Iowa man builds The Barns museum around horse-drawn implements, buggies and wagons

| August 2011

J.R. Pearson couldn’t help it. A wagon and buggy maker by profession as well as a collector, for nearly 20 years he watched piece after piece of agricultural history fade away at rural auctions. Recognizing the historic value of the old relics, J.R. began purchasing unique implements to add to his collection. Then came the creation of a museum – The Barns – in his hometown of Marcus, Iowa, making the implements available to those who share his interest in farming and history. 

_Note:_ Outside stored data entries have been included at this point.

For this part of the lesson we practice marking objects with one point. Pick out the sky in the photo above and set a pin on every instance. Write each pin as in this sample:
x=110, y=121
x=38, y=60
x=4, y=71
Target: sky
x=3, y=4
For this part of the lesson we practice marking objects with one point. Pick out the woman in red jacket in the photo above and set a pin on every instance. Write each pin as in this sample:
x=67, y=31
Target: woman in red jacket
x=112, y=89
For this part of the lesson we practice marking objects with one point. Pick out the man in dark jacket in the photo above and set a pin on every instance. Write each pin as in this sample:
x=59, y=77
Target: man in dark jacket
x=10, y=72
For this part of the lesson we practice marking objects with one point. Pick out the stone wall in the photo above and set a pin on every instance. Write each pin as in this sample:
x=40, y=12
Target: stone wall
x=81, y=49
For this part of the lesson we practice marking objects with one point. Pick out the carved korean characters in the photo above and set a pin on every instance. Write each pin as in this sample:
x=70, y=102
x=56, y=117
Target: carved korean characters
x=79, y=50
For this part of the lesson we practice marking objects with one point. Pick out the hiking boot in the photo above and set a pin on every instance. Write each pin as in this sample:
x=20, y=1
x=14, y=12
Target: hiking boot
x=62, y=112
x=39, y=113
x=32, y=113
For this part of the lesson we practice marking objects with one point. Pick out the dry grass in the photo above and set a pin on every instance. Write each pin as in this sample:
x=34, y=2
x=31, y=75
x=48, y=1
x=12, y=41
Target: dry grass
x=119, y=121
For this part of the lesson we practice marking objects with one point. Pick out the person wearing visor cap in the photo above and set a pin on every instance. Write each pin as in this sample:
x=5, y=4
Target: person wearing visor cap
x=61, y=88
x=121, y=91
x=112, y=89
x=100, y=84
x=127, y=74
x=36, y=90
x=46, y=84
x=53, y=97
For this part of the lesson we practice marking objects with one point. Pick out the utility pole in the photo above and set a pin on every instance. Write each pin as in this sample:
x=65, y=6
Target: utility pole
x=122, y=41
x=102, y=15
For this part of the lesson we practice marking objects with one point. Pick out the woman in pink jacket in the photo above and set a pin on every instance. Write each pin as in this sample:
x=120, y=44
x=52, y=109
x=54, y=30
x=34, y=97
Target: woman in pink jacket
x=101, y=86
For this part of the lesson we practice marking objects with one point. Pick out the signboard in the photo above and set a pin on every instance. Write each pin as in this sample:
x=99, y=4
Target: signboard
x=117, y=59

“I try to find items that are as old as possible, in workable condition and somewhat unique,” J.R. says. “If they need restoration I do the work myself.” The vast majority of the collection, which was first opened to the public in 2008, consists of horse-drawn items. Signs placed throughout allow convenient, self-guided tours. Visits are available by appointment.

Rare, one-of-a-kind antiques add to the museum’s appeal. “One of my favorite pieces is an International Harvester breaking plow with original paint that I found in Gilbert, Minn.,” J.R. says. “The man I bought it from used it on his own land there. It originally came from Canada. It has a 20-inch bottom. It takes four horses to move it. It’s made to be heavy so it wouldn’t flip when they were breaking sod. It probably weighs 600 or 700 pounds.”

A pair of stalk cutters is also prominently displayed. One is a Louisville model; the other is a Leidy. A collection of wagons and wagon seats is another highlight of the museum. John Deere, Montgomery Ward, Mitchell and Triumph are among the lines featured.

Wagons before cars

A Studebaker wagon in the museum is a fine relic of a legendary era in American industry. John Studebaker, son of German immigrants, was born in 1799 near Philadelphia. He married a local girl, built himself a Conestoga wagon and headed west to Ohio. His sons, Clement and Henry, formed the Studebaker Blacksmiths and Wagon Makers Co. in 1852. By 1872 the company was known as the largest vehicle builder in the world.

In the 1906 publication The ABC’s of Corn Culture by P.G. Holden, an ad proclaimed Studebaker Wagon Makers to the American Farmer. “The unparalleled success of the American Farmer is largely due to his insistence upon having the best of everything, in tools and machinery,” the ad proclaims. “He is shrewd enough to know that this, in the end, is cheapest. By meeting the demand for first-class farm vehicles and by utilizing every known means of improvement in materials and machinery, the Studebakers have achieved and maintained supremacy as makers of wagons to the American farmer.”